À l’heure où les fermetures d’usines se multiplient en France, la société girondine Activ’Inside a ouvert non pas une, mais deux usines lui permettant de produire ses compléments alimentaires. Inaugurées fin septembre, elles offrent à l’entreprise la maîtrise de toute la chaîne de valeur de la production de compléments alimentaires : extraction, caractérisation et objectivation des ingrédients et de leurs principes actifs à Cestas ; fabrication de produits finis à la Manufacture de Beychac-et-Caillau, son siège social.
Créée en 2009 par Benoît Lemaire, David Gaudout et Stéphane Rey, Activ’Inside a, dès le départ, adopté un positionnement inédit dans le monde des compléments alimentaires. « Nous voulions proposer une nouvelle approche, dans laquelle la science est centrale. Nous sommes partis d’une publication de l’université de Bordeaux et de l’Inserm, montrant une corrélation entre la consommation de polyphénols et le ralentissement du déclin cognitif. Tous les actifs végétaux que nous utilisons sont ainsi caractérisés et objectivés », assure David Gaudout, cofondateur et directeur en charge de l’innovation.
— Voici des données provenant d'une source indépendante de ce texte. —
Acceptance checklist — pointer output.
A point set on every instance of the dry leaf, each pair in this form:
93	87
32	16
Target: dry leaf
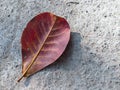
43	41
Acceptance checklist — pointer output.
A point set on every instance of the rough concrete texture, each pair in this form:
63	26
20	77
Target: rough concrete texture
92	58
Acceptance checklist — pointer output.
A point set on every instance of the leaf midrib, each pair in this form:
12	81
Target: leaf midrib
34	58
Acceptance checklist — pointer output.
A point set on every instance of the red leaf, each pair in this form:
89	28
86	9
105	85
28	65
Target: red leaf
43	41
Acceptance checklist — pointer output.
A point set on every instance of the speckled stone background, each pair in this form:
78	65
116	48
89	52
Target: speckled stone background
92	58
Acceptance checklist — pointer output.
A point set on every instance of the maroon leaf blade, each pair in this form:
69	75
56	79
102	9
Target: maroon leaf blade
43	41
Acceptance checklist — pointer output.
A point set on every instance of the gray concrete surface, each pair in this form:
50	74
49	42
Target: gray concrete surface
92	58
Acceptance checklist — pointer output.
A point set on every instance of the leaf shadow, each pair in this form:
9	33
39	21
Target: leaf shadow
71	57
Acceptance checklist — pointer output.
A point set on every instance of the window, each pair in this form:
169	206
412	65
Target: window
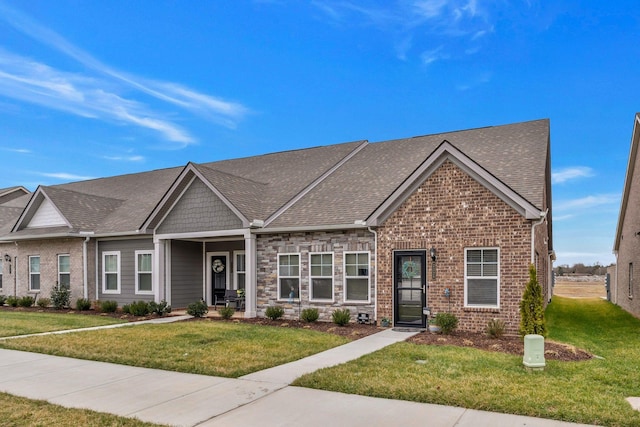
481	280
64	271
356	268
34	273
240	270
144	267
321	276
630	280
288	276
111	272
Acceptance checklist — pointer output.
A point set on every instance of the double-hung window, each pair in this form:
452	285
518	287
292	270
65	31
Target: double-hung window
144	268
34	273
64	271
481	277
356	276
321	276
111	272
288	276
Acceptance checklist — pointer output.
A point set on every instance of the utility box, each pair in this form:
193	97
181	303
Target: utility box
534	352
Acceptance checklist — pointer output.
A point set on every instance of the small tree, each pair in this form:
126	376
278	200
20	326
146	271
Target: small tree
532	307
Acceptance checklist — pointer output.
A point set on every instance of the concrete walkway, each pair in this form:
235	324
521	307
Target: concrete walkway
263	398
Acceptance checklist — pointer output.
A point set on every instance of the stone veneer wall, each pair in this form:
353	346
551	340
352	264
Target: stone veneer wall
268	248
451	211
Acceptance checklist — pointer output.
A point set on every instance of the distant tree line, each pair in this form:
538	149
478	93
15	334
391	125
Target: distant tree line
581	270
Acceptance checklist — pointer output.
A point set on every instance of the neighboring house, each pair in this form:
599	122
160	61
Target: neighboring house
397	229
625	290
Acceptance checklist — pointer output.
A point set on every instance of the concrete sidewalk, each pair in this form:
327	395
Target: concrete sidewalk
263	398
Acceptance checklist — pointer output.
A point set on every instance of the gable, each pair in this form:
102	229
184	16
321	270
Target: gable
46	216
198	209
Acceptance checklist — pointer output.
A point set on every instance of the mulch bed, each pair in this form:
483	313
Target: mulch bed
506	344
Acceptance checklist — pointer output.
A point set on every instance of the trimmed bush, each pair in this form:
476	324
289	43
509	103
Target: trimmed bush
83	304
226	312
44	302
274	312
448	322
341	316
495	328
310	315
26	301
108	306
60	297
160	308
197	309
139	308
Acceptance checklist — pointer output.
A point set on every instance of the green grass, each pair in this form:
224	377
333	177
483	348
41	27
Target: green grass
217	348
591	392
18	411
23	323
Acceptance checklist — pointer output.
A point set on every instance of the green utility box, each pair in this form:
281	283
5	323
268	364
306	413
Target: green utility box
534	352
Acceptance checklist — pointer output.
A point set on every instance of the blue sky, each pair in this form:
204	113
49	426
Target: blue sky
100	88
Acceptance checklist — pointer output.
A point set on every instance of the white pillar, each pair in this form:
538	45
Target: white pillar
251	288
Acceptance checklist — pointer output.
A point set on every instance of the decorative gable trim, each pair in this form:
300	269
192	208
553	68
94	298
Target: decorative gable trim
447	151
41	212
177	191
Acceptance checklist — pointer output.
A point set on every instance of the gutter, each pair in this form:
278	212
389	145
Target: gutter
543	217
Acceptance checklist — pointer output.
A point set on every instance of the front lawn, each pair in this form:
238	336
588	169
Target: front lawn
591	392
28	322
225	349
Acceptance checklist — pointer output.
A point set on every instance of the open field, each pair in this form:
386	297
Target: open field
577	289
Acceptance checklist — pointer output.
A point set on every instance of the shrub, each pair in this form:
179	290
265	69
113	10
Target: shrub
274	312
226	312
108	306
26	301
448	322
83	304
139	308
60	297
310	315
495	328
160	308
197	309
532	307
44	302
341	316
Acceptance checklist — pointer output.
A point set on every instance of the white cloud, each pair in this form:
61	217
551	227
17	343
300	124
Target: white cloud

Employant 83 personnes, dont de nombreux docteurs, Activ’Inside travaille avec une vingtaine d’universités dans le monde, revendique une quinzaine d’études cliniques, une trentaine de publications scientifiques et une vingtaine de familles de brevets déposés en France, en Europe, aux États-Unis et en Asie.
Polyphénols et safran
« Notre ADN, c’est l’innovation. Nous réinvestissons chaque année 20 % du chiffre d’affaires (15 millions d’euros en 2022) en R&D. C’est hors norme : nous nous rapprochons plus de la pharmacie que de l’agroalimentaire », poursuit-il. L’entreprise s’est spécialisée dans les formulations de compléments alimentaires aux polyphénols issus du raisin, notamment reconnus pour leur effet sur l’amélioration de la mémoire ; et au safran, dont elle est le premier importateur en France et le leader mondial en nutrition, pour ses vertus antistress, qu’elle produit en marque blanche pour les poids lourds du secteur.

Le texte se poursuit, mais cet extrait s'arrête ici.